Washington, DC, May 21, 2019 (GLOBE NEWSWIRE) -- In a show of solidarity with the millions of patients who would have been adversely affected by a proposed Medicare Part D rule, today the Department of Health and Human Services (HHS) announced that it would continue its policy of protecting patients with serious illnesses like cancer, HIV/AIDS and epilepsy.
National Patient Advocate Foundation (NPAF), along with scores of other patient groups, wrote to HHS with concerns after the department posted a proposed rule that would have broadened the use of utilization management protocols, like step therapy and prior authorization, for drugs within the “six protected classes.” Within the comment letter, NPAF warned that changes to the six protected classes “would result in adverse patient outcomes,” and would come at the “expense of patients who rely on Medicare as a lifeline.”
Within Medicare Part D, the “six protected classes” includes medicines for treatment of conditions like cancer, HIV/AIDS, epilepsy, mental illness and organ transplantations. Medicare Part D enrollees have always been able to access “all or substantially all” medications within these categories, and does not allow utilization management protocols, such as step therapy, on patients who are stable on an established treatment.
While HHS had proposed allowing plans to use utilization management more broadly, after impassioned comments from patients, the final rule did not reflect this proposal. Instead, the final rule allows existing restrictions on patients who have not yet been diagnosed or started treatment. Patients currently stable on treatment will not experience broader use of these protocols.
Rebecca Kirch, NPAF executive vice president of health care quality and value, urged Medicare Part D and Advantage plans to take quality of life and personal preferences into full consideration, with a transparent and timely appeals processes to ensure that patients have access to the best possible medication for their condition. “We hope that HHS will evaluate these protocols to ensure that plans preserve treatment decisions between patients and their health care team,” she said. “The standard for efficacy should never be merely “alive,” but one that allows for the fullest quality of life a patient can reasonably expect. Ultimately, we’re encouraged that HHS listened to the concerns of the patient community and revised the proposed rule to reflect our input.”

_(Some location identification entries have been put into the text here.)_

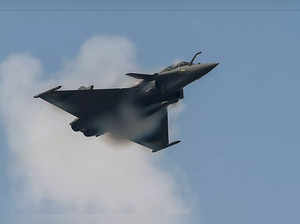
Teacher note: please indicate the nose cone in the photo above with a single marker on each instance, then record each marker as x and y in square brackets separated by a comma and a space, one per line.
[210, 66]
[200, 70]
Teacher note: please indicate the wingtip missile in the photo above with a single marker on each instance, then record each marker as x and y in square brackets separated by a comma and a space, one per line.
[172, 143]
[48, 91]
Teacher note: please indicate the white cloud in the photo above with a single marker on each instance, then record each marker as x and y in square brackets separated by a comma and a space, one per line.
[80, 180]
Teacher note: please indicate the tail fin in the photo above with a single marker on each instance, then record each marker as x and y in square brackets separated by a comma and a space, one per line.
[146, 77]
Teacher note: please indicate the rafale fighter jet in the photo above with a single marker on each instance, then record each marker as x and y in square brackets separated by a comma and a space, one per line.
[138, 113]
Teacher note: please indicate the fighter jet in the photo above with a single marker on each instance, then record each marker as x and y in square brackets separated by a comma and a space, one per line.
[138, 113]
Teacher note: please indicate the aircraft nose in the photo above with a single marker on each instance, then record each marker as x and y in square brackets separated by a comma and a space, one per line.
[211, 66]
[202, 69]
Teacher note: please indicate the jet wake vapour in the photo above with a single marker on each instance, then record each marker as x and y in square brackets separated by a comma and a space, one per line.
[99, 111]
[59, 177]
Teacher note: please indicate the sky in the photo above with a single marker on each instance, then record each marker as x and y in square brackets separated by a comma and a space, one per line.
[239, 125]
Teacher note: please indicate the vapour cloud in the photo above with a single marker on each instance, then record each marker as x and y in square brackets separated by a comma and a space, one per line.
[58, 175]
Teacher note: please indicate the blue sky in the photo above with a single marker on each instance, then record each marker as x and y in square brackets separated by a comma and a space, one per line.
[240, 126]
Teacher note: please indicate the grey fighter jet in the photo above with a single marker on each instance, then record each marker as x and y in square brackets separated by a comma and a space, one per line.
[138, 113]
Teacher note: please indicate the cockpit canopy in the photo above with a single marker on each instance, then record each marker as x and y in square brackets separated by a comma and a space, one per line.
[176, 65]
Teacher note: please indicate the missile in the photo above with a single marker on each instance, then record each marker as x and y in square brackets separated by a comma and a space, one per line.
[48, 91]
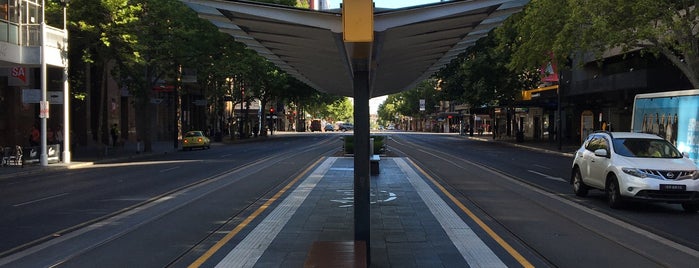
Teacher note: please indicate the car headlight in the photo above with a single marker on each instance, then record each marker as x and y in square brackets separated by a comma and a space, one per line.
[695, 175]
[635, 172]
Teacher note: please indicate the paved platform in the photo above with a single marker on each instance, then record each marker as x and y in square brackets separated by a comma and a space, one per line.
[413, 224]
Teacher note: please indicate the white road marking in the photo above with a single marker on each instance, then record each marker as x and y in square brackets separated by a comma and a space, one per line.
[39, 200]
[169, 169]
[544, 167]
[471, 247]
[548, 176]
[248, 251]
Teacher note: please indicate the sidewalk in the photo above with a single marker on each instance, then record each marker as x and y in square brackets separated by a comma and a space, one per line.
[89, 155]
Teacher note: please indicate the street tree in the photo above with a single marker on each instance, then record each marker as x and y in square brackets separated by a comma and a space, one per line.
[573, 29]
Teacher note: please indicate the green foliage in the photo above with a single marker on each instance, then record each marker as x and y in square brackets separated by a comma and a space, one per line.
[407, 103]
[340, 110]
[480, 76]
[574, 29]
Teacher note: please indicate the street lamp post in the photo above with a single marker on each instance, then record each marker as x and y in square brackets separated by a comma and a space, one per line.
[66, 88]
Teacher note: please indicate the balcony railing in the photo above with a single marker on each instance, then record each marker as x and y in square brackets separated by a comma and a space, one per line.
[30, 35]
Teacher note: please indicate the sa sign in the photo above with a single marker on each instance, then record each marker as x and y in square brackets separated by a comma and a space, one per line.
[20, 73]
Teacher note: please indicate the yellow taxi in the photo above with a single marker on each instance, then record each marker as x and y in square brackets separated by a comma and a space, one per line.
[195, 139]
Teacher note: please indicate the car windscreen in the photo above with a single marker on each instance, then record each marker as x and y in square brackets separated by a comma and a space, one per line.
[649, 148]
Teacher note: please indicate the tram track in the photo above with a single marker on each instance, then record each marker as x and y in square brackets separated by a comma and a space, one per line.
[242, 170]
[450, 161]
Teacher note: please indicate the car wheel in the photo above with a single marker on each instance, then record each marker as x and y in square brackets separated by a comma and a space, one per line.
[690, 207]
[579, 186]
[613, 195]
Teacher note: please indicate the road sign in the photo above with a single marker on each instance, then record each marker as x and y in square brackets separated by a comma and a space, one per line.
[43, 109]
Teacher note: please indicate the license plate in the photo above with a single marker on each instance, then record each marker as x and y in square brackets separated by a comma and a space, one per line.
[673, 187]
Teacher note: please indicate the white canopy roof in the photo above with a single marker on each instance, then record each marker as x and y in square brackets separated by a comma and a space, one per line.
[410, 44]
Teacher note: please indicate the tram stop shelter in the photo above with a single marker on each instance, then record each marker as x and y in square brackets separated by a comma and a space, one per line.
[359, 51]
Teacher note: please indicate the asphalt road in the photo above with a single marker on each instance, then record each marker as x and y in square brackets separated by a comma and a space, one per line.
[151, 212]
[164, 211]
[527, 194]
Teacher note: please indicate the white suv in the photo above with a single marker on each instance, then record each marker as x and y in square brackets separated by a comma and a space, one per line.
[635, 166]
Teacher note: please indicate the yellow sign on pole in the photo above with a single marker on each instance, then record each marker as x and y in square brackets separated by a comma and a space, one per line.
[358, 21]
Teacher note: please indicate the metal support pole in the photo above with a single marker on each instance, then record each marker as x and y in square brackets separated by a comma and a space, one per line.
[43, 158]
[362, 163]
[66, 93]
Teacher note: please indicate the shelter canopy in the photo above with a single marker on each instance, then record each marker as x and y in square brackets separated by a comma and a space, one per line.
[410, 44]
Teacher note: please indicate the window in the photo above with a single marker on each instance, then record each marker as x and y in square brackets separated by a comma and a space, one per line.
[597, 142]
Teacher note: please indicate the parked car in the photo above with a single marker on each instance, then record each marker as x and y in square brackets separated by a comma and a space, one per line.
[195, 139]
[346, 126]
[635, 167]
[316, 125]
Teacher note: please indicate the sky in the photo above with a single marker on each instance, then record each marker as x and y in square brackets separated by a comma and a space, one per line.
[375, 102]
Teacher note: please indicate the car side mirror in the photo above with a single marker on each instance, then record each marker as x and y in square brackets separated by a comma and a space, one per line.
[601, 152]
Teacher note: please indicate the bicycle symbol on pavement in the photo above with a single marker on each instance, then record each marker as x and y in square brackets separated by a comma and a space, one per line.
[347, 199]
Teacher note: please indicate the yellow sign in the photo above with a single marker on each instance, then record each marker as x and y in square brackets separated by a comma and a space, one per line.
[358, 21]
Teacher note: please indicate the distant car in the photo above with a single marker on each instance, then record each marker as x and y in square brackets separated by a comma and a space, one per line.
[316, 125]
[346, 127]
[195, 139]
[635, 166]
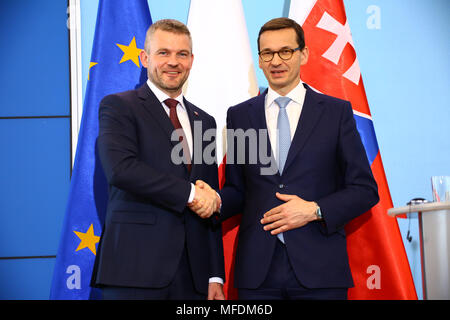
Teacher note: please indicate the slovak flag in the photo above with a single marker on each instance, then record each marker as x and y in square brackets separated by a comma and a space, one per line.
[377, 256]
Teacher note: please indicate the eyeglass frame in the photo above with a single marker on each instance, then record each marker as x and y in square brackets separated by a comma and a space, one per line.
[278, 52]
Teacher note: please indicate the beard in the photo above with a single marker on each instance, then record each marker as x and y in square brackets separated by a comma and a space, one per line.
[165, 85]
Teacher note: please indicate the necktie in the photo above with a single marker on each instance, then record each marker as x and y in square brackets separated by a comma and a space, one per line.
[284, 132]
[172, 104]
[284, 138]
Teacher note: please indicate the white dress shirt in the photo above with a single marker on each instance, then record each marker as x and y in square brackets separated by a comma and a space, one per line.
[293, 110]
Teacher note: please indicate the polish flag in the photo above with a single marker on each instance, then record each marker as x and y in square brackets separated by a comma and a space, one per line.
[377, 256]
[222, 75]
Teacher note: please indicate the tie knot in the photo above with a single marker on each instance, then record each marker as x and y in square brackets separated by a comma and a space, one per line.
[282, 102]
[171, 103]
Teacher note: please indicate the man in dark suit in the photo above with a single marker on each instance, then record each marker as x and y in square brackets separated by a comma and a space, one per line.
[291, 241]
[153, 246]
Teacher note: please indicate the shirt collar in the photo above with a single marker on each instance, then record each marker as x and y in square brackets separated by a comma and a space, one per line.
[297, 95]
[161, 95]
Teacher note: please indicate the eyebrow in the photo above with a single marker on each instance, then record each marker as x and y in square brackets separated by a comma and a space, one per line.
[267, 49]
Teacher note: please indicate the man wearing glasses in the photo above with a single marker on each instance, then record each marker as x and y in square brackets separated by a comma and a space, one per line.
[291, 242]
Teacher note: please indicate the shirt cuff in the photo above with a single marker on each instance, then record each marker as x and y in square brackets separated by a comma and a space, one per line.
[216, 279]
[192, 194]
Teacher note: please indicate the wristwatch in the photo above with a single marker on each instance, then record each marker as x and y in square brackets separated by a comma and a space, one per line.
[318, 212]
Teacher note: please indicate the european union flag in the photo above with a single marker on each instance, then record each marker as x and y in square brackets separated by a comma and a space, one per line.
[115, 66]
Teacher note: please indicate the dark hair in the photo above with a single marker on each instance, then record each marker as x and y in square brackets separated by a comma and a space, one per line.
[169, 25]
[284, 23]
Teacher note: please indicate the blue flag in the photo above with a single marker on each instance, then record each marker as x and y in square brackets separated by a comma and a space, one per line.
[115, 66]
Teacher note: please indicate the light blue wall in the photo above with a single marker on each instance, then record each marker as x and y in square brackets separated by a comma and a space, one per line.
[34, 142]
[405, 69]
[405, 65]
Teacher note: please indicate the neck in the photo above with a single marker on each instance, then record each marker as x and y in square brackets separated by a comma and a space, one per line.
[282, 91]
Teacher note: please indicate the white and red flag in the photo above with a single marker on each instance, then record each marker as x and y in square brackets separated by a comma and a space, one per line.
[377, 256]
[222, 75]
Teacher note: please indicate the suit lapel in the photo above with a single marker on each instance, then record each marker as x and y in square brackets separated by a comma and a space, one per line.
[193, 116]
[156, 110]
[311, 113]
[257, 116]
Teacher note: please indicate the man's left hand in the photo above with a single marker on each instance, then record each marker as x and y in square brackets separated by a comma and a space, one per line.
[294, 213]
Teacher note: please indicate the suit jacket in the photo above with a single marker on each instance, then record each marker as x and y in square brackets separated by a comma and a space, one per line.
[147, 223]
[327, 164]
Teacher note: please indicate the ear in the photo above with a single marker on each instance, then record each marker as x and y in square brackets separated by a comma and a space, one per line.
[144, 58]
[304, 56]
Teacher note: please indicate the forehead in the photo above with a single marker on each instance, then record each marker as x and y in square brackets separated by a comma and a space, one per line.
[169, 40]
[277, 39]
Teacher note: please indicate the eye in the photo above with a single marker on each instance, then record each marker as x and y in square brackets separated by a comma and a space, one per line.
[183, 54]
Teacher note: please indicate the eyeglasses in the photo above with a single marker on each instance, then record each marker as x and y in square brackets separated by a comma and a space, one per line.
[284, 54]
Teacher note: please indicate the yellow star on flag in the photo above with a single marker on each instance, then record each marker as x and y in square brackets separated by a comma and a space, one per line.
[88, 239]
[91, 64]
[130, 52]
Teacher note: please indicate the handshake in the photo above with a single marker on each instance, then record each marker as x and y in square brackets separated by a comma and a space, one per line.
[206, 200]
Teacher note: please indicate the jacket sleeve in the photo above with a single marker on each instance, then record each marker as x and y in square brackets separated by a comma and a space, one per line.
[359, 191]
[118, 150]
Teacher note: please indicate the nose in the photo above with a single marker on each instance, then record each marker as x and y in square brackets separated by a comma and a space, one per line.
[173, 60]
[276, 59]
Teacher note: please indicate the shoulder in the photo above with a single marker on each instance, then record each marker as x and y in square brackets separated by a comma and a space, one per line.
[119, 98]
[198, 112]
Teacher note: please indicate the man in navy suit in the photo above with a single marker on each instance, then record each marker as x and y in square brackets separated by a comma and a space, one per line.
[291, 241]
[153, 246]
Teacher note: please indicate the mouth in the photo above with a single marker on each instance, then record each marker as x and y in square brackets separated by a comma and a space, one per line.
[172, 74]
[278, 73]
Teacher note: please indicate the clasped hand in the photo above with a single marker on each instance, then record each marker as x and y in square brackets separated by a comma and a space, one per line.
[206, 201]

About National Patient Advocate Foundation:
National Patient Advocate Foundation, the advocacy affiliate of the Patient Advocate Foundation, amplifies the patient voice through the powerful stories of individuals and the collective needs of the community. Our staff and volunteers work at the local, regional and national level to promote access to affordable, quality health care for people with chronic, debilitating or life-threatening illnesses.